N.L. judge expresses 'grave concern' over assault of 14-year-old girl at Key Assets care residence

Key Assets, established in Newfoundland and Labrador 15 years ago, has headquarters in St. John's. (CBC - image credit)

A Newfoundland and Labrador judge is calling for an investigation into the circumstances that led up to the assault of a 14-year-old girl at a residence where she was living and being cared for.

Judge Wayne Gorman sentenced a 23-year-old man Thursday to 10 months' imprisonment for assault and breach of probation. The Crown had asked for half that.

"How he was able to have an 'intimate relationship' with a child living at a Key Assets' residence and how he had access to where she was residing was not explained at this hearing, but it is of grave concern and should be investigated," Gorman said in his decision at provincial court in Corner Brook.
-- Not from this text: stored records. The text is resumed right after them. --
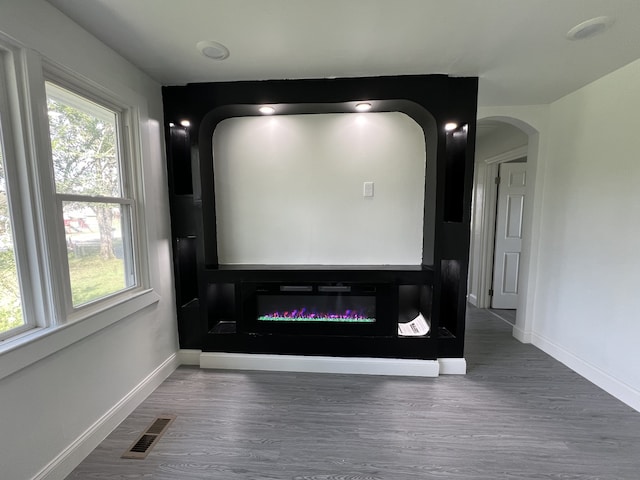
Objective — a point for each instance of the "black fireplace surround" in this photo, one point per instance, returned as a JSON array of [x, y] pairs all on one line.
[[339, 310]]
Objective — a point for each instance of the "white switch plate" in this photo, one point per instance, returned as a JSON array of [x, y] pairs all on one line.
[[367, 189]]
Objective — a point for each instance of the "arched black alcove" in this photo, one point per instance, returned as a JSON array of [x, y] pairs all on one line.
[[211, 307]]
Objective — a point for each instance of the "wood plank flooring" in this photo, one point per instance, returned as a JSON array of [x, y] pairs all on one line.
[[517, 414]]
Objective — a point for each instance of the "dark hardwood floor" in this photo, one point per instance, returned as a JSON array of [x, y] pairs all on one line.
[[517, 414]]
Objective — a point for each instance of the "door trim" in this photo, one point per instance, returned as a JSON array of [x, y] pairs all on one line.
[[490, 201]]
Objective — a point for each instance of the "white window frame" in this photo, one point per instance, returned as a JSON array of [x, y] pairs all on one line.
[[54, 326], [126, 158], [13, 141]]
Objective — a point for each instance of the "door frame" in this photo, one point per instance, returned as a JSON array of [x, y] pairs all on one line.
[[488, 220]]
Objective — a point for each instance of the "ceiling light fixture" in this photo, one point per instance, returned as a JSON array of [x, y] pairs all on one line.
[[213, 50], [590, 28]]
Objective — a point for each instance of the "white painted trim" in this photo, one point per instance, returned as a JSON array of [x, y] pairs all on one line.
[[452, 366], [189, 357], [20, 352], [521, 335], [509, 155], [70, 457], [623, 392], [472, 299], [313, 364]]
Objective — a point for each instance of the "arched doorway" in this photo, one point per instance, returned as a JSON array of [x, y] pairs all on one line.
[[503, 140]]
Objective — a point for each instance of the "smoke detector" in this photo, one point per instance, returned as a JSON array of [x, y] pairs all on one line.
[[590, 28], [213, 50]]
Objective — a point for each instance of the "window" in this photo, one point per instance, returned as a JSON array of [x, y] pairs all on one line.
[[73, 249], [91, 192], [11, 316]]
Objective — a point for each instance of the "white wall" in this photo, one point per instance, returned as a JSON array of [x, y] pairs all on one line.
[[289, 189], [587, 303], [50, 404]]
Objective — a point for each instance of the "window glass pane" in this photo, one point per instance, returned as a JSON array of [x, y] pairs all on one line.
[[99, 249], [84, 145], [10, 301]]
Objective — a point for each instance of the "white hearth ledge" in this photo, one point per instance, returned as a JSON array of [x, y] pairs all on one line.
[[320, 364]]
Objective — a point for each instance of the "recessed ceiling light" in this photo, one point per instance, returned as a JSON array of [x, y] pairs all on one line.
[[590, 28], [213, 50]]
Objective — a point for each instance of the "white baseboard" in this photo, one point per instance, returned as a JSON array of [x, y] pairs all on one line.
[[623, 392], [452, 366], [70, 457], [189, 357], [521, 335], [348, 365]]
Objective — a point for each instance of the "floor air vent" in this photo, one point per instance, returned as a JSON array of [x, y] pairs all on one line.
[[145, 442]]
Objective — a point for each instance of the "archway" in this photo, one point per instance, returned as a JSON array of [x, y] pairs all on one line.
[[483, 223]]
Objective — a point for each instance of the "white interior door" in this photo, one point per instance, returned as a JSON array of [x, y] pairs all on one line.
[[508, 243]]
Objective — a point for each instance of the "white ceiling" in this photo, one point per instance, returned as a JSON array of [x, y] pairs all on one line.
[[517, 47]]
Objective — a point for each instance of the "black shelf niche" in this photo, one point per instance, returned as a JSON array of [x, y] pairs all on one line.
[[436, 287]]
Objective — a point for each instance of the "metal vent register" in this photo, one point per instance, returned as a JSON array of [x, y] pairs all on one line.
[[148, 439]]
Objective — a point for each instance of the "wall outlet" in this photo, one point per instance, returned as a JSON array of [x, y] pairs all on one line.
[[367, 189]]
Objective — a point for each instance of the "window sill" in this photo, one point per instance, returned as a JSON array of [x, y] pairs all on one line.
[[32, 346]]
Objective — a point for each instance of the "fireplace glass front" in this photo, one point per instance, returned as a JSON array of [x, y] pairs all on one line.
[[318, 309]]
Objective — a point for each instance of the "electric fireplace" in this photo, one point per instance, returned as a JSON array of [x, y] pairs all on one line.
[[317, 308]]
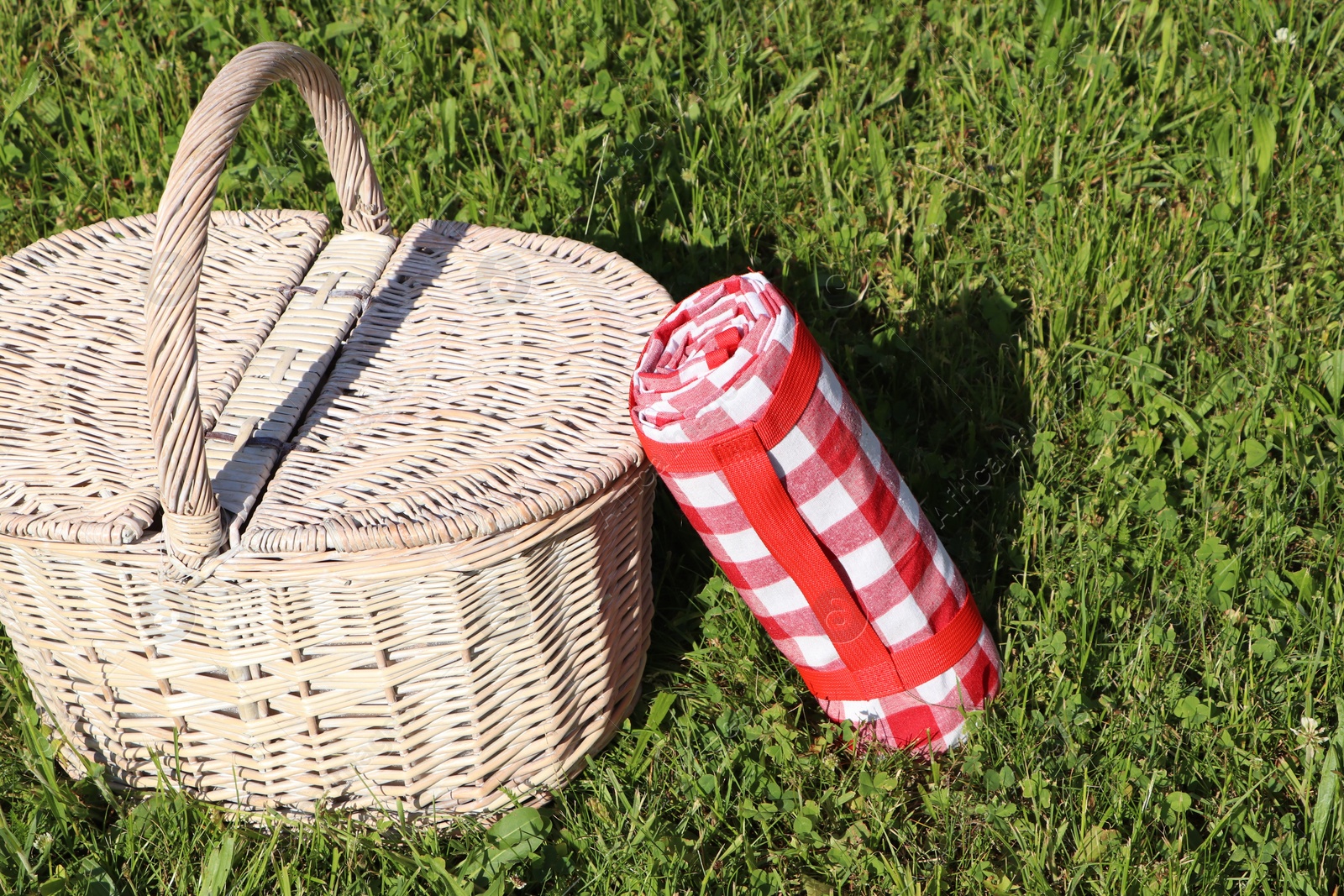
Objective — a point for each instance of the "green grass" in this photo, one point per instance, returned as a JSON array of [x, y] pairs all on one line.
[[1079, 265]]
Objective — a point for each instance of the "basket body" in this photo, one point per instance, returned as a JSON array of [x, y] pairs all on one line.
[[293, 524], [421, 679]]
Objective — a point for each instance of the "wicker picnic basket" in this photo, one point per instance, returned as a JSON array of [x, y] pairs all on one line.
[[286, 523]]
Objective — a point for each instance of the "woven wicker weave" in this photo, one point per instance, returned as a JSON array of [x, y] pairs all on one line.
[[362, 527]]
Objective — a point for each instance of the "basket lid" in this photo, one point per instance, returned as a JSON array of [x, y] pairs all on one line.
[[77, 461], [486, 387]]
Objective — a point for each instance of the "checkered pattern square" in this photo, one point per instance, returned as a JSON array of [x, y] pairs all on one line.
[[712, 365]]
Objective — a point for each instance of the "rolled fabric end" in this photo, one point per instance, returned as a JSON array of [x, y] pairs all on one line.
[[796, 499]]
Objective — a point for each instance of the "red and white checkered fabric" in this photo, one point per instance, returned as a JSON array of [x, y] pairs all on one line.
[[723, 385]]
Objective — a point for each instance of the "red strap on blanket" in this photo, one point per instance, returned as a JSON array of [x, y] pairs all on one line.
[[781, 414], [916, 664], [871, 669]]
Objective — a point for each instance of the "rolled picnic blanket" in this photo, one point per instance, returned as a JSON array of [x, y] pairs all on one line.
[[796, 499]]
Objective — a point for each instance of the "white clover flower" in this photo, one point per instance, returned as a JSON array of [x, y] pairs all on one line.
[[1310, 736]]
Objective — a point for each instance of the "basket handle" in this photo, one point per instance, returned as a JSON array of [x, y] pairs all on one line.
[[192, 523]]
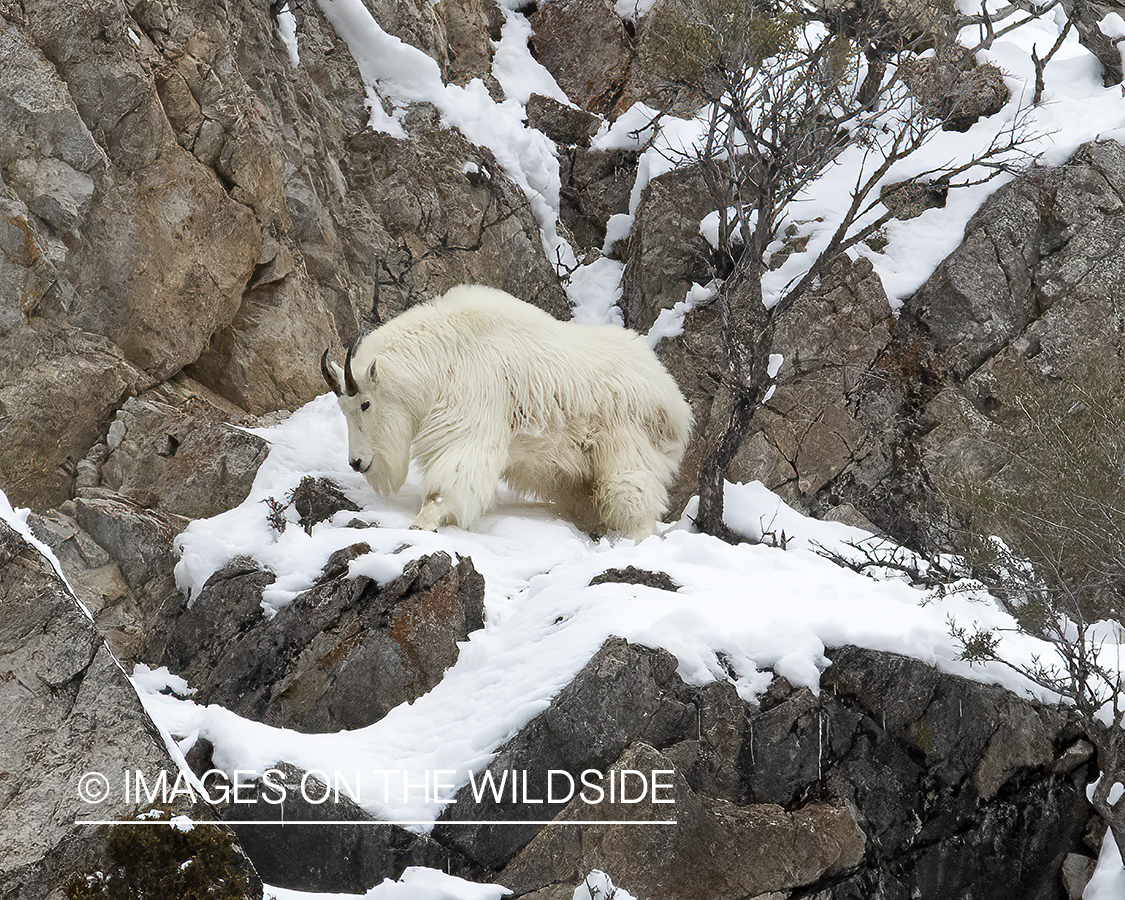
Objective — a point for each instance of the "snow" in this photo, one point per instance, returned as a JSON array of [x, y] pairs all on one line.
[[671, 322], [17, 520], [398, 74], [743, 612], [287, 30], [1108, 881], [416, 883]]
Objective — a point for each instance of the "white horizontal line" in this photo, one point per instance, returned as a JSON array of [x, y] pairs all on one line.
[[376, 821]]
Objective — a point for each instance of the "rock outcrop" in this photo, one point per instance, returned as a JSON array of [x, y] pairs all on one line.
[[339, 656], [69, 711]]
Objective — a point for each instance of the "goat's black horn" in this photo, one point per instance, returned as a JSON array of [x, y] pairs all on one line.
[[350, 385], [327, 374]]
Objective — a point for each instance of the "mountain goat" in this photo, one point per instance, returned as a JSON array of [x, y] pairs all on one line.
[[477, 385]]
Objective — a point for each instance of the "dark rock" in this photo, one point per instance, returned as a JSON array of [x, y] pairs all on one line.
[[632, 575], [596, 183], [69, 710], [584, 45], [563, 124], [172, 449], [713, 851], [138, 540], [340, 656], [335, 856], [317, 500]]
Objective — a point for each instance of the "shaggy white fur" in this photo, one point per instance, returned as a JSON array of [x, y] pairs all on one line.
[[477, 385]]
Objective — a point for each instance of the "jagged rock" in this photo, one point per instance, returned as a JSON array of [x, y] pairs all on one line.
[[1077, 871], [437, 227], [57, 390], [69, 711], [909, 779], [632, 575], [132, 198], [585, 46], [665, 252], [339, 656], [596, 183], [316, 500], [716, 851], [624, 693], [171, 449], [97, 582], [563, 124], [138, 540], [330, 857], [809, 431]]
The judge noted the man was at the Key Assets residence where the girl was residing when he assaulted her in March.

He grabbed the teen by her arms and her throat and threw her onto her bed. A Key Assets employee saw him raising his fist to her.

"The gravity of the assault offence committed … is obvious," Gorman noted in the decision.

"He assaulted a child with whom he had an intimate relationship in the place in which she was being cared for."

The decision does not directly address whether the victim was a ward of the Department of Children, Seniors and Social Development.

Key Assets is the biggest provider of Level 4 care for children with complex needs in the province, according to data obtained by CBC News through an access-to-information request.

The provincial government paid Key Assets more than $30 million in the last fiscal year to care for kids in group homes, emergency placement homes, individualized living arrangements and family-based placements.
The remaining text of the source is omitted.